The Q.s behind Artificial Intelligence & associated technologies are these: Can we trust, and s
| Source: Mastodon | Original article
A joint report released on Thursday by the UK Parliament’s Science and Technology Committee and the Centre for Data Ethics has framed three core questions that now dominate the AI debate: can the technology be trusted, is it built on the systematic appropriation of intellectual property, and does this “original sin” foreshadow a deeper disruptive risk.
The 112‑page document, titled *Artificial Intelligence and the Ethics of Ownership*, draws on testimony from leading academics, industry executives and legal experts. It argues that many large‑scale models are trained on copyrighted material scraped from the web without clear licences, effectively turning the collective output of creators into free data for profit‑driven AI firms. The committee warns that this practice not only erodes the economic rights of authors but also creates a hidden dependency that could be weaponised if the data‑pipeline is compromised.

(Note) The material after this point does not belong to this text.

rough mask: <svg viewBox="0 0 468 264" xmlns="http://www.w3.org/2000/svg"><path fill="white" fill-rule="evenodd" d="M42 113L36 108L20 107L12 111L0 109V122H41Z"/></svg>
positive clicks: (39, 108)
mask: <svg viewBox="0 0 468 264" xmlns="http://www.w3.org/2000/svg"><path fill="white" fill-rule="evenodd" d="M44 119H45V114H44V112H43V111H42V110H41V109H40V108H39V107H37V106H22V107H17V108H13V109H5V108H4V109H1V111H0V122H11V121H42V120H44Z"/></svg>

Why the report matters is twofold. First, it challenges the prevailing narrative that AI’s greatest threat is bias or job loss, shifting focus to the legal and moral foundations of the data supply chain. Second, it signals a potential regulatory shift: the committee recommends mandatory provenance disclosures for training datasets, a statutory right for creators to opt‑out of bulk data harvesting, and a new oversight body to audit large‑scale models for IP infringement.
Stakeholders are already reacting. The UK’s Office for AI has pledged to consult on a “data‑rights charter” within the next quarter, while major AI providers have issued statements defending their data‑use policies and promising greater transparency. In Europe, the pending revisions to the AI Act are expected to incorporate stricter data‑governance clauses, and the United States is watching closely as the issue gains bipartisan attention.
What to watch next: the UK government’s formal response to the committee’s recommendations, the first round of hearings under the revised AI Act, and any litigation that may arise from creators seeking compensation for unauthorised data use. The outcome will shape whether AI can be deployed responsibly or remains a contested frontier of intellectual‑property law.